← Back to context

Comment by agnosticmantis

6 months ago

“… we have a verbal agreement that these materials will not be used in model training”

Ha ha ha. Even written agreements are routinely violated as long as the potential upside > downside, and all you have is verbal agreement? And you didn’t disclose this?

At the time o3 was released I wrote “this is so impressive that it brings out the pessimist in me”[0], thinking perhaps they were routing API calls to human workers.

Now we see in reality I should’ve been more cynical, as they had access to the benchmark data but verbally agreed (wink wink) not to train on it.

[0: https://news.ycombinator.com/threads?id=agnosticmantis#42476... ]

You can still game a test set without training on it, that’s why you usually have a validation set and a test set that you ideally seldom use. Routinely running an evaluation on the test set can get the humans in the loop to overfit the data

OpenAI doesn't respect copyright so why would they let a verbal agreement get in the way of billion$

  • Can somehow explain to me how they can simply not respect copyright and get away with it? Also is this a uniquely open-ai problem, or also true of the other llm makers?

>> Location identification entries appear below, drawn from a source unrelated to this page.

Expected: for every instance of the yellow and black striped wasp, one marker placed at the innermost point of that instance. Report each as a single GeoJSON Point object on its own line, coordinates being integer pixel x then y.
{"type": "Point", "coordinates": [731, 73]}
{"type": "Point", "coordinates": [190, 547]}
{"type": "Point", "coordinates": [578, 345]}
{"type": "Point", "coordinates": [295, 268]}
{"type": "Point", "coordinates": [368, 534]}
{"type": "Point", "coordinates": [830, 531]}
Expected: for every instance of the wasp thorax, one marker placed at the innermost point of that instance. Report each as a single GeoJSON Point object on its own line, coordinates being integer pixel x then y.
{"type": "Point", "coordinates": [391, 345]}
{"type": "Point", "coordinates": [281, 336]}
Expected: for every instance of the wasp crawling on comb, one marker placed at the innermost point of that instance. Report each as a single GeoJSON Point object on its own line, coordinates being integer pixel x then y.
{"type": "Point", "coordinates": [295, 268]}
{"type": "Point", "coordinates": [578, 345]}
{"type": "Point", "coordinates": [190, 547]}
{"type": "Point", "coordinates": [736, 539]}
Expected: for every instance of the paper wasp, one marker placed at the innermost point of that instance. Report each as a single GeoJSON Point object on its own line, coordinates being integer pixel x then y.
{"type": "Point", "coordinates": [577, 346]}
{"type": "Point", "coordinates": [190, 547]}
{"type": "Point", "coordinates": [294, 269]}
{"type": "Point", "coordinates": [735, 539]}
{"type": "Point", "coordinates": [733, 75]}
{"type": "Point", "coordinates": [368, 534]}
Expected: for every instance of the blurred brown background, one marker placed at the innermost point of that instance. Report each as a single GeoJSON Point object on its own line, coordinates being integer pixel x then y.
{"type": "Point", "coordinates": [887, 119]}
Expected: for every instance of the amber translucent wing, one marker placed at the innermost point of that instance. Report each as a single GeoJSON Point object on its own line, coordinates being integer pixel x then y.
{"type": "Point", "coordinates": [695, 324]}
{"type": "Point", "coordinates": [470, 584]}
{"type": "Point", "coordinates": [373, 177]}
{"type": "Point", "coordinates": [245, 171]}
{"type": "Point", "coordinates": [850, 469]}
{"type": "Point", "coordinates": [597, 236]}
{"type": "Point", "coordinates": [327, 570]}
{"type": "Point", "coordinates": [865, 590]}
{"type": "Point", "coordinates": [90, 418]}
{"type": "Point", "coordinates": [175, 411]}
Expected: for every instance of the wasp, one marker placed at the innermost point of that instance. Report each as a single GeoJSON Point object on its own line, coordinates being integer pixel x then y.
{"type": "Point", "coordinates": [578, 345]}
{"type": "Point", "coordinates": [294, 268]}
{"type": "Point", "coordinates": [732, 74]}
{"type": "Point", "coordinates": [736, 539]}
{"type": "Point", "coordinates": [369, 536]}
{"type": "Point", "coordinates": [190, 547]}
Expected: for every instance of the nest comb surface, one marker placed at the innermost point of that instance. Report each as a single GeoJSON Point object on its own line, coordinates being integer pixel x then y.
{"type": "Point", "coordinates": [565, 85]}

    • Their argument is that using copyrighted data for training is transformative, and therefore a form of fair use. There are a number of ongoing lawsuits related to this issue, but so far the AI companies seem to be mostly winning. Eg. https://www.reuters.com/legal/litigation/openai-gets-partial...

      Some artists also tried to sue Stable Diffusion in Andersen v. Stability AI, and so far it looks like it's not going anywhere.

      In the long run I bet we will see licensing deals between the big AI players and the large copyright holders to throw a bit of money their way, in order to make it difficult for new entrants to get training data. Eg. Reddit locking down API access and selling their data to Google.

      12 replies →

    • The FSF funded some white papers a while ago on CoPilot: https://www.fsf.org/news/publication-of-the-fsf-funded-white.... Take a look at the analysis by two academics versed in law at https://www.fsf.org/licensing/copilot/copyright-implications... starting with §II.B that explains why it might be legal.

      Bradley Kuhn also has a differing opinion in another whitepaper there (https://www.fsf.org/licensing/copilot/if-software-is-my-copi...) but then again he studied CS, not law. Nor has the FSF attempted AFAIK to file any suits even though they likely would have if it were an open and shut case.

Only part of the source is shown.